Another blogger tweeted a link to an old Dean Wesley Smith post: New World of Publishing – Speed. Smith compared traditional and self-publishing and their relevance to the number of books a writer puts out. His conclusion was that if you write one book every couple of years, it’s probably a good idea to go with traditional publishing. I won’t rehash his reasons here. It’s a good read, although there are parts worth skipping because they’re income projections–always a dangerous practice.
The day before reading that post, I came across one that talked about finally being on the third revision of a story that the writer had been working on for the last couple of years. How long was the story? Less than 20,000 words. There are all sorts of reasons why someone would spend that much time on one piece of work, but it reminded me that I had read several similar tales.
Another thing that Smith discussed in his post is the idea that slow writing is good, and fast writing is bad. That’s based on the old division between literature and what was considered pulp–books for the unwashed masses. Fairly recently, a couple of bloggers who are also authors talked about upping their writing speed, to as much as 10,000 words a day. Not that 10,000 was to be maintained every day, of course. So the whole question of writing faster has been around for a long time, and it pops up with fair regularity.

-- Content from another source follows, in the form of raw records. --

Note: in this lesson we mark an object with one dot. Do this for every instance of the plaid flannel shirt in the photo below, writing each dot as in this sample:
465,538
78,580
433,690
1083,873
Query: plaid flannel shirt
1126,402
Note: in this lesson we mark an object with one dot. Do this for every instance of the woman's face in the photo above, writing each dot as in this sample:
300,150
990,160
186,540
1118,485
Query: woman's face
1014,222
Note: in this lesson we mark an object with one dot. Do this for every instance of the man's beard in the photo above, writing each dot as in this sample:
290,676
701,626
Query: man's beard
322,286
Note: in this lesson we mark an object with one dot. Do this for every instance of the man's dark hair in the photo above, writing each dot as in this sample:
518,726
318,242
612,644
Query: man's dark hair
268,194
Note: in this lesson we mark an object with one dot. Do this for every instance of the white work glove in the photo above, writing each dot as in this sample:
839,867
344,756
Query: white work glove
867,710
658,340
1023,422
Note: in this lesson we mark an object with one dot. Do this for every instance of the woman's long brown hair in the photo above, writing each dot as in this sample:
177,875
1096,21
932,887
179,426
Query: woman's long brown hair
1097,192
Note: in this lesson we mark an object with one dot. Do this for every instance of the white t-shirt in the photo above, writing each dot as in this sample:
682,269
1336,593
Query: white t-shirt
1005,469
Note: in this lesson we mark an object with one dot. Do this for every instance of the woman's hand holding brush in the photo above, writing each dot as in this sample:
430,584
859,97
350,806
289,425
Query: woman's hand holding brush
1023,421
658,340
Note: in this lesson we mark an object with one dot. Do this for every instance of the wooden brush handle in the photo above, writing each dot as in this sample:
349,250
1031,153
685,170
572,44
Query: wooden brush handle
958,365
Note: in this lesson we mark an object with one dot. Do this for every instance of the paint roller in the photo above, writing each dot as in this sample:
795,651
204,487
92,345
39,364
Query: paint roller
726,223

Having “won” three NaNoWriMos in a row, I know it’s possible to write much faster than I normally do. But as Smith points out, that doesn’t have to mean making your fingers fly over the keyboard faster. After all, there’s a limit to how much anyone can improve their typing speed. More realistically, it means putting more time into your writing. That’s why NaNo was important for me. It proved that I could be writing much more than I’d once thought was possible.
Last year, I wrote and published two novels and a short story. A basic fact about self-publishing is that the more product you have out there for readers to find, the better your chance of being found. Two books a year is traditionally the domain of the good midlist writer. More than that, and you’d be accused of being a hack. So there’s a conflict between traditional views and what the current state of publishing actually requires. I plan to publish three novels this year, and as many novellas and short stories as I can squeeze in. Does that make me a hack? Granted, the three novels are already written, during NaNoWriMo, and only require completion in two instances, and revisions for all of them. But in combination with several other works, some of which are barely started, that’s still a lot of writing. And I plan to write another complete novel during the June Camp NaNoWriMo.
Two things make this feasible without my having to turn into a hack. The first is learning. I write better first drafts now than when I started out, so it takes less work to turn them into finished and polished stories. I’m better at seeing and correcting the problems. Privileged Lives is now down to a final proofreading. From putting the first words down on the screen to publication, three months–unless I goof off with formatting, cover design, etc.
The second is the amount of time I’m devoting to writing, including revising and editing. That little quote up in the right hand corner of this blog is my guideline. “If it is important to you, you will find a way. If not, you’ll find an excuse.” I’ve proved to myself that I can write a book in a month. I’ve proved that three months is a reasonable time scale for the production of a new book. I couldn’t have done that when I first started writing fiction. In this new world of self-publishing speed is good. And it’s attainable without having to become a hack.